As attackers continually evolve their tactics, the arsenal of tools at hand for defenders needs to respond to attacker complexity while still enabling day-to-day business to happen.
When it comes to detecting malware, the arms race between attackers and defenders is certainly nothing new. The once seemingly simple battle between nuisance script kiddie worms and simple anti-virus software evolved over time into a much more complex and layered approach towards stopping powerful weapons against organizations to extort, incur damages, and steal intellectual property.

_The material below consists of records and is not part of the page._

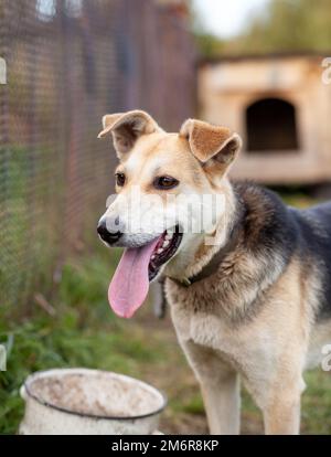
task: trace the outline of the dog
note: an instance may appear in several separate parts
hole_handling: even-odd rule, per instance
[[[321,362],[331,340],[331,203],[297,210],[268,189],[232,182],[242,140],[222,126],[188,119],[169,134],[146,111],[132,110],[104,116],[99,137],[110,134],[118,196],[97,231],[108,246],[126,248],[110,306],[129,318],[150,281],[166,278],[211,434],[239,433],[239,381],[261,410],[266,434],[298,434],[302,373]],[[139,215],[136,204],[124,211],[132,189],[157,202],[143,203]],[[173,220],[166,202],[191,194],[224,202],[200,233],[183,231],[188,211]],[[201,202],[191,205],[195,220],[200,210]],[[138,220],[141,230],[127,228]]]

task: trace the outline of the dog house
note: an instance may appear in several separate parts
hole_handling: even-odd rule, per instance
[[[199,65],[200,118],[244,147],[232,169],[268,184],[331,179],[331,76],[325,55],[224,57]]]

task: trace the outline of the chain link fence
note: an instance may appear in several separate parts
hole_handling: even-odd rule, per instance
[[[95,240],[115,155],[106,113],[142,108],[178,129],[194,111],[183,2],[1,0],[0,294],[29,304]]]

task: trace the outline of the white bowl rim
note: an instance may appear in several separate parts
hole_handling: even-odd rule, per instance
[[[161,406],[154,411],[151,411],[149,413],[145,414],[138,414],[134,416],[109,416],[109,415],[99,415],[99,414],[90,414],[90,413],[79,413],[76,411],[67,410],[62,406],[57,406],[56,404],[52,402],[47,402],[45,400],[40,398],[38,395],[33,394],[29,387],[35,381],[36,379],[41,378],[50,378],[52,375],[66,375],[66,374],[98,374],[98,373],[105,373],[109,378],[116,378],[117,380],[124,380],[129,381],[131,383],[140,384],[141,387],[143,387],[147,391],[152,392],[154,395],[160,397],[160,401],[162,402]],[[153,387],[152,385],[148,384],[147,382],[137,380],[135,378],[128,376],[126,374],[116,373],[114,371],[107,371],[107,370],[96,370],[96,369],[86,369],[86,368],[67,368],[67,369],[50,369],[50,370],[40,370],[35,371],[34,373],[30,374],[26,380],[23,383],[23,387],[26,392],[26,395],[40,403],[43,406],[51,407],[53,410],[60,411],[62,413],[72,414],[74,416],[79,417],[87,417],[87,418],[95,418],[95,419],[106,419],[106,421],[136,421],[140,418],[147,418],[151,416],[157,416],[160,414],[164,407],[168,404],[167,395],[159,391],[158,389]]]

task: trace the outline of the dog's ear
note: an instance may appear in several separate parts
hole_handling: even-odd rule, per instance
[[[228,128],[196,119],[185,120],[180,136],[188,139],[193,156],[204,168],[220,173],[227,171],[242,146],[241,137]]]
[[[103,117],[104,129],[98,138],[113,135],[114,147],[118,157],[132,149],[141,135],[161,130],[154,119],[142,110],[135,109],[128,113],[116,113]]]

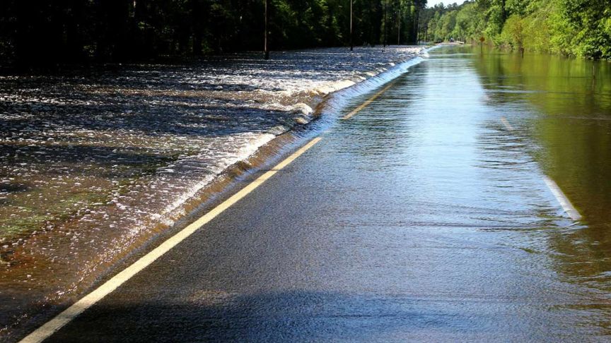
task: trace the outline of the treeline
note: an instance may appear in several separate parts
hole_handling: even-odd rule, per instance
[[[267,1],[272,49],[349,44],[350,0]],[[2,0],[0,62],[126,61],[260,50],[264,2]],[[426,0],[354,0],[354,43],[414,42],[425,6]]]
[[[611,59],[610,0],[474,0],[427,8],[421,35]]]

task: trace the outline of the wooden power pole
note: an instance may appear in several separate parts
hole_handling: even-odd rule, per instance
[[[265,0],[265,33],[263,39],[263,52],[265,54],[265,59],[269,59],[269,50],[267,49],[267,1]]]
[[[388,6],[388,0],[385,0],[384,1],[384,40],[383,40],[383,42],[382,42],[384,47],[386,47],[386,40],[387,40],[387,38],[386,38],[386,37],[387,37],[387,32],[386,32],[386,7]]]
[[[351,52],[354,47],[354,43],[352,40],[352,1],[350,0],[350,51]]]

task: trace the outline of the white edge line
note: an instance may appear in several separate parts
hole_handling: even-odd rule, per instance
[[[202,226],[212,220],[214,217],[225,211],[225,210],[229,208],[231,205],[254,191],[269,178],[273,176],[279,170],[289,165],[291,162],[312,148],[322,138],[320,137],[317,137],[308,142],[308,144],[293,152],[293,155],[281,162],[277,164],[276,167],[272,168],[271,170],[259,176],[256,180],[240,190],[240,191],[211,210],[210,212],[206,213],[180,232],[162,243],[161,245],[152,250],[144,256],[140,258],[137,261],[123,270],[123,271],[119,274],[112,277],[112,278],[93,290],[91,293],[89,293],[81,299],[81,300],[76,301],[72,306],[55,316],[53,319],[34,330],[30,335],[21,339],[21,342],[22,343],[37,343],[51,337],[52,335],[70,323],[85,310],[89,308],[97,302],[102,300],[105,296],[117,289],[120,286],[123,284],[123,283],[129,280],[134,275],[146,268],[158,258],[191,236]]]
[[[547,185],[547,187],[549,188],[549,191],[552,191],[552,194],[554,194],[554,196],[556,197],[556,200],[558,200],[558,203],[560,203],[560,205],[562,206],[562,209],[564,210],[564,212],[566,212],[567,215],[569,215],[569,217],[575,221],[581,220],[581,215],[580,215],[577,209],[573,206],[573,204],[571,203],[571,200],[566,198],[566,195],[564,195],[564,193],[562,192],[562,190],[560,189],[560,187],[558,186],[556,182],[546,175],[544,175],[542,177],[543,181],[545,181],[545,184]]]
[[[505,128],[507,128],[507,130],[509,130],[510,131],[513,131],[513,126],[512,126],[511,124],[509,124],[509,121],[504,116],[501,117],[501,122],[503,123],[503,125],[505,126]]]

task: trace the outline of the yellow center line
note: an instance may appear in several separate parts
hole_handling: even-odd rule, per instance
[[[382,90],[374,94],[373,96],[370,97],[369,99],[368,99],[367,101],[362,103],[360,106],[359,106],[356,109],[353,109],[352,112],[351,112],[348,114],[346,114],[345,116],[344,116],[344,117],[342,118],[342,120],[346,120],[346,119],[349,119],[350,118],[352,118],[352,116],[354,116],[354,114],[356,114],[357,113],[360,112],[363,109],[369,106],[369,104],[373,102],[373,100],[377,99],[378,97],[379,97],[380,95],[382,95],[382,94],[384,92],[386,92],[387,90],[388,90],[388,89],[390,88],[391,87],[392,87],[396,82],[397,81],[392,81],[390,83],[389,83],[388,85],[382,88]]]
[[[32,333],[23,338],[21,342],[24,343],[40,342],[47,338],[49,338],[52,335],[70,323],[85,310],[95,305],[105,296],[117,289],[126,281],[131,279],[134,275],[148,267],[156,260],[191,236],[194,232],[197,231],[198,229],[214,219],[219,215],[223,213],[223,212],[231,207],[235,203],[240,201],[240,200],[246,196],[248,193],[256,189],[264,182],[276,174],[278,171],[289,165],[297,157],[314,146],[314,145],[320,141],[321,139],[322,138],[317,137],[308,142],[308,144],[296,151],[293,155],[288,157],[281,162],[277,164],[276,167],[272,168],[271,170],[265,172],[265,174],[259,176],[256,180],[240,190],[239,192],[236,193],[231,198],[211,210],[210,212],[204,215],[202,217],[181,230],[175,235],[169,238],[167,241],[162,243],[161,245],[144,256],[140,258],[140,259],[134,263],[134,264],[112,277],[112,279],[105,282],[91,293],[89,293],[83,297],[81,300],[74,303],[74,304],[55,316],[53,319],[47,322],[47,323],[40,327],[36,329]]]

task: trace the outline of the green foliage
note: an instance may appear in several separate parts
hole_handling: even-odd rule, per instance
[[[429,40],[484,36],[496,46],[611,59],[609,0],[473,0],[423,17]]]
[[[350,0],[267,1],[271,49],[350,43]],[[415,42],[426,0],[353,1],[355,44]],[[264,2],[2,0],[0,64],[129,61],[261,50]]]

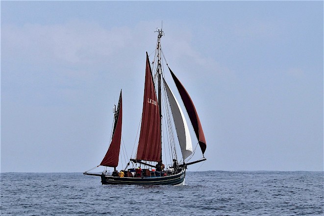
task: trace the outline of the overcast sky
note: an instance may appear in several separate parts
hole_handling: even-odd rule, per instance
[[[99,164],[121,89],[130,155],[162,20],[207,142],[189,171],[323,170],[323,1],[1,1],[1,172]]]

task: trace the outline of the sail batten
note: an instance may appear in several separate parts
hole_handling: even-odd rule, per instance
[[[146,55],[142,123],[136,159],[160,162],[161,160],[160,111],[147,52]]]
[[[122,91],[119,96],[118,106],[115,114],[115,123],[111,143],[100,165],[117,167],[119,160],[119,151],[122,140],[122,122],[123,118]]]
[[[195,105],[194,105],[194,103],[193,102],[190,96],[183,87],[183,85],[182,85],[179,79],[178,79],[176,76],[175,76],[170,68],[169,68],[169,70],[171,73],[172,78],[174,81],[174,83],[175,83],[175,86],[178,89],[180,96],[183,102],[183,104],[186,108],[187,113],[189,117],[189,119],[190,120],[193,127],[194,128],[195,133],[198,140],[199,145],[200,146],[201,152],[203,155],[203,153],[206,150],[206,140],[205,139],[205,135],[204,135],[203,131],[202,130],[202,127],[201,127],[201,124],[200,123],[200,121],[199,119],[197,111],[196,110],[196,108],[195,107]]]
[[[192,144],[189,129],[180,104],[164,79],[163,82],[171,107],[182,158],[184,160],[192,154]]]

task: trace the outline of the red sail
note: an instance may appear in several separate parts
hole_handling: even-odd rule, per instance
[[[142,124],[136,159],[159,162],[161,161],[161,120],[147,52],[146,56]]]
[[[115,123],[111,143],[102,161],[100,163],[101,166],[110,167],[116,167],[118,166],[119,150],[122,138],[122,119],[123,118],[122,102],[122,91],[121,91],[118,107],[115,114]]]
[[[200,146],[201,152],[203,155],[203,153],[205,153],[205,151],[206,150],[206,140],[205,140],[205,135],[203,134],[201,124],[200,124],[200,121],[199,120],[197,111],[196,110],[194,103],[192,102],[190,96],[189,96],[187,91],[186,91],[181,83],[180,82],[180,81],[174,75],[174,74],[172,72],[172,71],[171,71],[170,68],[169,68],[169,70],[171,72],[172,78],[173,78],[174,81],[179,94],[180,94],[182,101],[183,101],[183,104],[186,107],[187,113],[188,113],[190,121],[191,121],[191,124],[194,127],[196,136],[197,137],[197,139],[199,143],[199,145]]]

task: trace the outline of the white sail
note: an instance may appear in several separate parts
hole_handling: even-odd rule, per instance
[[[192,154],[192,144],[191,138],[189,133],[189,129],[187,124],[187,121],[184,118],[182,110],[180,107],[178,101],[175,98],[174,95],[169,88],[166,82],[163,79],[164,85],[167,91],[168,98],[171,107],[172,115],[174,120],[175,129],[180,144],[180,147],[182,153],[182,157],[184,160]]]

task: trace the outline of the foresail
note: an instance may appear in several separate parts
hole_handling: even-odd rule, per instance
[[[171,107],[171,111],[175,125],[176,134],[180,144],[181,153],[182,153],[182,158],[184,160],[192,154],[192,144],[189,129],[182,110],[174,96],[174,95],[164,79],[163,79],[163,82],[164,82],[164,86]]]
[[[161,120],[149,56],[146,53],[145,84],[141,133],[136,159],[161,161]]]
[[[195,108],[195,105],[190,98],[190,96],[189,96],[186,89],[178,78],[176,78],[170,68],[169,68],[169,70],[171,73],[172,78],[173,78],[173,79],[174,81],[174,83],[178,89],[179,94],[180,94],[180,96],[183,102],[183,104],[186,108],[188,115],[189,117],[190,121],[191,121],[191,124],[193,125],[194,130],[196,133],[196,136],[198,140],[199,145],[200,147],[201,152],[203,155],[203,153],[206,150],[206,140],[205,139],[205,135],[203,134],[202,128],[201,127],[201,124],[200,123],[199,117],[198,117],[197,111],[196,110],[196,108]]]
[[[119,151],[122,140],[122,91],[121,91],[118,106],[115,114],[115,124],[111,143],[102,161],[100,163],[101,166],[110,167],[116,167],[118,166]]]

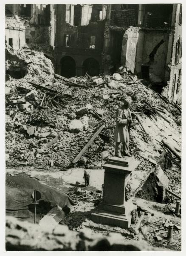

For a long time now, malware-detection technologies have become more sophisticated as malware works harder than ever to gain access to a target machine and then conceal its presence as it runs.
What Does YARA Stand For?
An abbreviation of YARA: Another Recursive Acronym, or Yet Another Ridiculous Acronym, YARA was originally developed by Victor Alvarez of VirusTotal and was released on GitHub in 2013.
What Is A YARA Tool?
Primarily used in malware research and detection, YARA is a tool that provides a rule-based approach to create descriptions of malware families based on textual or binary patterns.
YARA Rules
Like a piece of programming language, YARA rules work by defining a number of variables that contain patterns found in a sample of malware. Depending on the rule, if some or all of the conditions are met it can then be used to successfully identify a piece of malware.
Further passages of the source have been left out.